10/09/2021

Il dipinto seicentesco “Il Conte Ugolino” dipinto a Arsenio Mascagni entra nella collezione della Galleria degli Uffizi

Si tratta di una donazione statunitense, fatta dai “Friends of the Uffizi Gallery”

Il Conte Ugolino, Donato Mascagni

Un’acquisizione di un’opera a tema dantesco prestigiosa e rara, che va ad arricchire la collezione della Galleria degli Uffizi: si tratta della tela raffigurante ‘Il Conte Ugolino’, realizzata dal pittore fiorentino del primo Seicento Fra’ Arsenio, al secolo Donato Mascagni. Un’opera prezione, che è stata donata al Museo dai “Friends of the Uffizi Gallery”, il ramo americano degli Amici degli Uffizi. 

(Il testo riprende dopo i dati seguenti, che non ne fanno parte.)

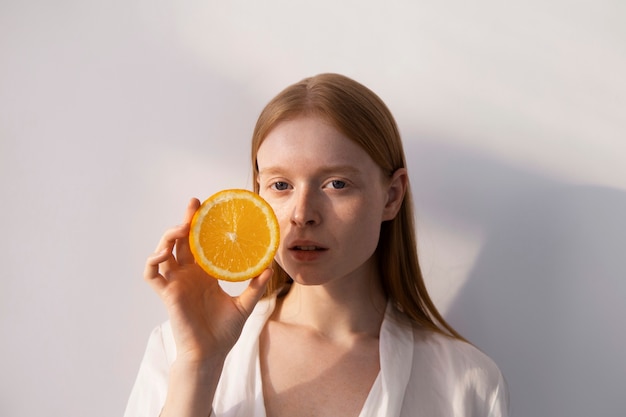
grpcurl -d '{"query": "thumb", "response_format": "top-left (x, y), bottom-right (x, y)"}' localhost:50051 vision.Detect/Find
top-left (236, 268), bottom-right (273, 316)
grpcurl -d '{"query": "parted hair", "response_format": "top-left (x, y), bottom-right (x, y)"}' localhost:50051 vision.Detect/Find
top-left (251, 73), bottom-right (464, 340)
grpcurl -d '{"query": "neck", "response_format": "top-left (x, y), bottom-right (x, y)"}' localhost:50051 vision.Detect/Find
top-left (274, 269), bottom-right (387, 340)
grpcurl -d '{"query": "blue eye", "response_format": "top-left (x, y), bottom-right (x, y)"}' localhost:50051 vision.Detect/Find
top-left (272, 181), bottom-right (290, 191)
top-left (330, 180), bottom-right (346, 189)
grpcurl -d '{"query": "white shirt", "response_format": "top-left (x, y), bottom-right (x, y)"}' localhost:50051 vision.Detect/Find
top-left (125, 297), bottom-right (509, 417)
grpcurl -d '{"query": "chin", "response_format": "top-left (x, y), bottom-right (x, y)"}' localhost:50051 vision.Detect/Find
top-left (286, 271), bottom-right (331, 287)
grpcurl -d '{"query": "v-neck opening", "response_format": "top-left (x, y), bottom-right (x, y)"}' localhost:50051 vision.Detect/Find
top-left (243, 297), bottom-right (413, 417)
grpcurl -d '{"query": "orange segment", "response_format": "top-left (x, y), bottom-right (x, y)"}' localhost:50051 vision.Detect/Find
top-left (189, 189), bottom-right (280, 282)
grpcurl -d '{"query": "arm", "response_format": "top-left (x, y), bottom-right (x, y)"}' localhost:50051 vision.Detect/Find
top-left (159, 358), bottom-right (224, 417)
top-left (143, 198), bottom-right (271, 417)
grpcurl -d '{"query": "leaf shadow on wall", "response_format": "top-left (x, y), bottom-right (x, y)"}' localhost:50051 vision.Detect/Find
top-left (404, 138), bottom-right (626, 417)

Un’opera imponente, di grandi dimensioni e di notevole impatto, che verrà presto esposta, in via temporanea, nella sala della Niobe al secondo piano della Galleria delle Statue e delle Pitture, dove rimarrà fino alla fine dell’anno dantesco.

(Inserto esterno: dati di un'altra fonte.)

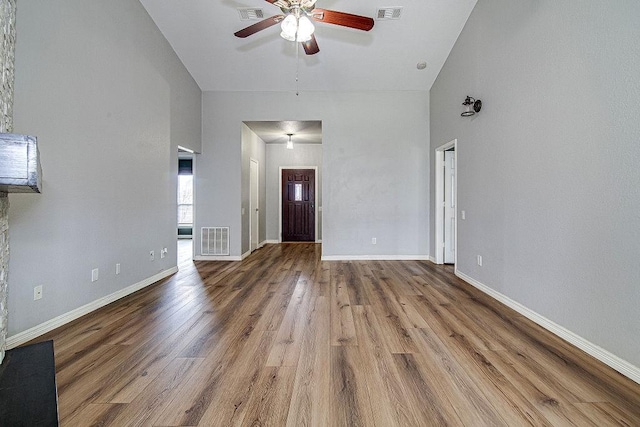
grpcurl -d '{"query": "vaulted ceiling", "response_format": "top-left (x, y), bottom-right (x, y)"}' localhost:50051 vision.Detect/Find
top-left (139, 0), bottom-right (477, 92)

Una testimonianza precoce della fortuna della Divina Commedia nella cultura figurativa monumentale”, ha commentato il direttore delle Gallerie degli Uffizi Eike Schmidt.

La storia del dipinto

Il dipinto si lega a uno degli episodi più celebri della Divina Commedia, descritto nel XXXIII canto dell’Inferno. Ne è protagonista il conte Ugolino Della Gherardesca, colpevole di tradimento della patria: un peccato infamante nella visione di Dante, che per questo lo precipita nel nono cerchio, il più profondo e vicino a Lucifero. Nella realtà storica il nobile pisano venne rinchiuso insieme a due figli e due nipoti nella Torre Muda a Pisa, e lì condannato a morire di fame. Il Poeta narra la vicenda concludendola con il celebre verso “Poscia, più che ‘l dolor, poté ‘l digiuno”, ricordando come Ugolino per disperazione si fosse cibato della carne dei congiunti: una parte della storia efferata e cruenta che l’artista ha evitato, preferendo il momento non meno drammatico (ma molto meno truce) delle ultime fasi della loro lenta agonia. 

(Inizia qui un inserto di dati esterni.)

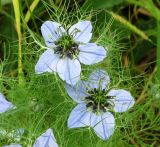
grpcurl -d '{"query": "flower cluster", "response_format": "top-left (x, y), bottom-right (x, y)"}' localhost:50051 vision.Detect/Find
top-left (0, 20), bottom-right (135, 146)
top-left (34, 20), bottom-right (135, 141)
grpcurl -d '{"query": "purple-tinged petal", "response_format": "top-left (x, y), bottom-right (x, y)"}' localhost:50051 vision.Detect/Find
top-left (91, 112), bottom-right (115, 140)
top-left (88, 69), bottom-right (110, 90)
top-left (108, 89), bottom-right (135, 113)
top-left (0, 93), bottom-right (14, 113)
top-left (41, 21), bottom-right (66, 48)
top-left (33, 128), bottom-right (58, 147)
top-left (68, 103), bottom-right (92, 128)
top-left (78, 43), bottom-right (106, 65)
top-left (57, 58), bottom-right (81, 85)
top-left (69, 21), bottom-right (92, 43)
top-left (35, 49), bottom-right (60, 74)
top-left (3, 145), bottom-right (22, 147)
top-left (66, 81), bottom-right (88, 103)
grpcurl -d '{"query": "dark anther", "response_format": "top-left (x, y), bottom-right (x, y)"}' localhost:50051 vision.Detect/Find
top-left (71, 43), bottom-right (78, 49)
top-left (85, 96), bottom-right (93, 101)
top-left (99, 104), bottom-right (106, 112)
top-left (105, 102), bottom-right (110, 107)
top-left (106, 96), bottom-right (114, 99)
top-left (86, 102), bottom-right (93, 107)
top-left (55, 41), bottom-right (58, 45)
top-left (66, 52), bottom-right (72, 58)
top-left (92, 104), bottom-right (97, 111)
top-left (88, 90), bottom-right (94, 95)
top-left (102, 89), bottom-right (105, 93)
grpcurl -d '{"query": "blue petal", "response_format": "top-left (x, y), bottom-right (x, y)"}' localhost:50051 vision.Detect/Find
top-left (0, 93), bottom-right (14, 113)
top-left (41, 21), bottom-right (66, 48)
top-left (91, 112), bottom-right (115, 140)
top-left (78, 43), bottom-right (106, 65)
top-left (66, 81), bottom-right (88, 103)
top-left (33, 128), bottom-right (58, 147)
top-left (67, 103), bottom-right (92, 128)
top-left (107, 89), bottom-right (135, 113)
top-left (88, 69), bottom-right (110, 90)
top-left (57, 58), bottom-right (81, 85)
top-left (69, 21), bottom-right (92, 43)
top-left (3, 145), bottom-right (22, 147)
top-left (35, 49), bottom-right (60, 74)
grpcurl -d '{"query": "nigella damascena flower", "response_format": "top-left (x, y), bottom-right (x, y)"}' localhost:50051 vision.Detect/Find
top-left (66, 70), bottom-right (135, 140)
top-left (35, 20), bottom-right (106, 85)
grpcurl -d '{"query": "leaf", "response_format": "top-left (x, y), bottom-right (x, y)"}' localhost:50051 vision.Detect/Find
top-left (2, 144), bottom-right (22, 147)
top-left (83, 0), bottom-right (127, 10)
top-left (33, 129), bottom-right (58, 147)
top-left (128, 0), bottom-right (160, 21)
top-left (108, 11), bottom-right (150, 41)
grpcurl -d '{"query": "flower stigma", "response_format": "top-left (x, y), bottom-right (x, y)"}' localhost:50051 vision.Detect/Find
top-left (85, 88), bottom-right (115, 113)
top-left (54, 35), bottom-right (79, 59)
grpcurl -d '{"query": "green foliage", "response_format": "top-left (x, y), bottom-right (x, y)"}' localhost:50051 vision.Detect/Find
top-left (0, 0), bottom-right (159, 146)
top-left (83, 0), bottom-right (127, 9)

Nel dipinto viene rappresentata la scena che precede il tragico epilogo, quella corrispondente alla terzina “come un poco di raggio si fu messo/nel doloroso carcere, e io scorsi/per quattro visi il mio aspetto stesso”. Nella resa visiva dei versi danteschi, Fra’ Arsenio raggiunge l’apice del dramma: in primo piano una luce livida rivela due corpi già privi di vita, mentre sullo sfondo si accascia un giovane, consumato dalla fame. Sulla destra un nudo tremante in piedi, prossimo alla morte; Ugolino al centro, raffigurato da tergo, assiste impotente alla fine dei suoi cari prima di morire lui stesso. I corpi si stagliano su uno sfondo scuro, illuminati da un fascio di luce cruda che evidenzia le anatomie, rese nella loro miseria fisica con inesorabile esattezza anatomica. La spigolosità di alcuni profili rivela l’attenzione alla verità e la vocazione naturalistica di Fra’ Arsenio, che a Firenze aveva probabilmente assimilato questi caratteri stilistici da Jacopo Ligozzi e dai cicli di affreschi di Bernardino Poccetti.

Il valore dell’opera è dato anche dalla rarità del soggetto per l’epoca. Dal Medioevo infatti si conosce un numero cospicuo di illustrazioni della Divina Commedia su carta (gli Uffizi possiedono la splendida serie ad essa dedicata con 88 fogli disegnati da Federico Zuccari negli anni Ottanta del Cinquecento), mentre fino all’Ottocento le rappresentazioni in pittura o scultura di episodi danteschi costituiscono una vera e propria rarità.